In April of 2012, Observer’s then senior arts editor Andrew Russeth met with Robert Irwin at Pace Gallery’s East 57th Street space in midtown, where the artist’s “dotting the i’s & crossing the t’s: part I” had recently opened. Russeth asked, point blank, whether Irwin (then 83 years old) was retiring.
“The shows are kind of summarizing some stuff, yeah,” Irwin answered before enthusiastically describing his latest project. He then reconsidered. “I’m not actually closing up shop.”
“dotting the i’s & crossing the t’s: part I” ran through July. Some months later, “dotting the i’s & crossing the t’s: part II”—a trio of thin, 16-foot-tall seamless transparent acrylic columns transmuted by shifting light—opened in the gallery’s Chelsea location.
Russeth met with Irwin again, to see the installation in progress, at which time the San Diego-based artist (a self-described ‘question addict’) waxed philosophical about what art is and what it’s for.
“I was always asking myself, what is the actual goal of art, the actual subject of art? What justifies its high standing?” he said. “We’re building these cathedrals to art today, really almost to the level of absurdity, so you ask yourself, what does it contribute? I’m of the opinion that we are constantly discovering the world and that the point of art is that act.”
Who was Robert Irwin?
Born in 1928, Irwin began his career as an Abstract Expressionist painter in the 1950s after studying at the Otis Art Institute, the Jepson Art Institute and the Chouinard Art Institute but would transition to installation work just a decade later.
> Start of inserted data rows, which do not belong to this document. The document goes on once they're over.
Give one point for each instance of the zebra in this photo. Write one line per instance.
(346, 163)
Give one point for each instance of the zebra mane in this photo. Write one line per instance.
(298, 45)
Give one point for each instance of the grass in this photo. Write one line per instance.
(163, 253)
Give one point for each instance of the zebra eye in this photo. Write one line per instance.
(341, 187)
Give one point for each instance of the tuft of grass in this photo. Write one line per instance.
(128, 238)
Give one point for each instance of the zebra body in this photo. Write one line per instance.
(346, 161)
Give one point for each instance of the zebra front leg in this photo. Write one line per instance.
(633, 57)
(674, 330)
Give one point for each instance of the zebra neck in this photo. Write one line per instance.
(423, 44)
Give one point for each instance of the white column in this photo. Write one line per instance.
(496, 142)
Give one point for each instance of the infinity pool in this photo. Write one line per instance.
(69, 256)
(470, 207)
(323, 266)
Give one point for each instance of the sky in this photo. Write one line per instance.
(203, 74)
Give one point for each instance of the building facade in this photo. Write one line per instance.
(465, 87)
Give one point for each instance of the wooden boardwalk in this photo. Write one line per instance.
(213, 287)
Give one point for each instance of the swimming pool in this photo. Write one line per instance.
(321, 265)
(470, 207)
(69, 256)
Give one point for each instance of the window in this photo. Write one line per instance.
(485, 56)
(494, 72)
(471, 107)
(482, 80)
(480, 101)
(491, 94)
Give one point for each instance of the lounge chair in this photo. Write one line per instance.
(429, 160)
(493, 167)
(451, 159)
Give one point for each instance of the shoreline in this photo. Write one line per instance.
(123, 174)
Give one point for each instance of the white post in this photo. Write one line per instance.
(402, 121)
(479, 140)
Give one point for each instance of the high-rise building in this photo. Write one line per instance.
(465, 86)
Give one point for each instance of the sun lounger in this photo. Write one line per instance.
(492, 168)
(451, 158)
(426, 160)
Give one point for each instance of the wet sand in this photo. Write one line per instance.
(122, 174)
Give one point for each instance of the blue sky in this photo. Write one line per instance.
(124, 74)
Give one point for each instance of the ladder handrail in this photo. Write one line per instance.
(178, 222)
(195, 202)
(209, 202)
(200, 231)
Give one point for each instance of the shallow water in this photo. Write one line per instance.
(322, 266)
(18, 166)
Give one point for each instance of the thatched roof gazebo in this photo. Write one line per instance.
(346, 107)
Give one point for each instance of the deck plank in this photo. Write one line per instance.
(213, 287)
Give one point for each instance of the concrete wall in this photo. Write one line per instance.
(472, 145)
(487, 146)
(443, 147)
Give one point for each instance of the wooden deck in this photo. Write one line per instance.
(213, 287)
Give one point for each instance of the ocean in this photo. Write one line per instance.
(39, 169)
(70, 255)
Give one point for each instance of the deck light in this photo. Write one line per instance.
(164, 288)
The shift was one of increasing minimization—Irwin experimented with clean lines and dots, frameless paintings and then no paintings at all.
“I first questioned the mark as meaning and then even as focus; I then questioned the frame as containment, the edge as the beginning and end of what I see…consider the possibility that nothing ever really transcends its immediate environment,” he wrote in 1977. Putting it more succinctly in his 2012 conversation with Russeth, he said: “I painted myself right out” of the works.
Irwin, a MacArthur Genius Grant winner and one of the most influential Light and Space artists, would spend the rest of his career creating site-specific, light-bending architectural works: aluminum or clear acrylic disks affixed to walls, monumental polished acrylic columns, scrim and steel suspended from walls and over floors—all of which carefully utilized natural light or manipulated artificial lights to interesting effect.
In the 1970s, Irwin turned to light itself as a medium, altering fluorescent tubes with colored gels and mounting them in carefully arranged grids. In some cases, his installations were vast explorations of light and change. Irwin’s permanent untitled installation piece at The Chinati Foundation in Marfa, Texas (seventeen years in the making, completed when the artist was 87 years old) is a 10,000-square-foot structure of hallways, windows and translucent screens.
How did Robert Irwin think about art?
“Being an artist is really about a sensibility,” Irwin explained to Russeth during their conversation in Chelsea. “It’s an awareness about the nature of things, on a base level. A sensibility is applicable to anything and everything. It’s a way of going.”
His work was very much an exploration of whether he could create art that reflected his own sensibilities. It neither stood out nor blended in but instead was simply there for people to notice. At the 57th Street Pace show, he cut rectangles out of two of the gallery’s floor-to-ceiling windows in a work titled 1° 2° 3° 4° that let in the unfiltered sights and sounds of midtown Manhattan.
“I think it’s one of the better things I’ve ever done,” he said, “in the sense that it’s so much what it is, and it’s kind of authorless. You don’t think about whether it’s art or not art. It’s just about what you’re seeing or not seeing.”
And yet, Irwin didn’t think of his work as being a mere window with which he could force people to open their eyes to the world as he saw it.
“I’m in the beauty business,” he told Russeth. “I have never made anything in my life that was not as beautiful as I can make it.”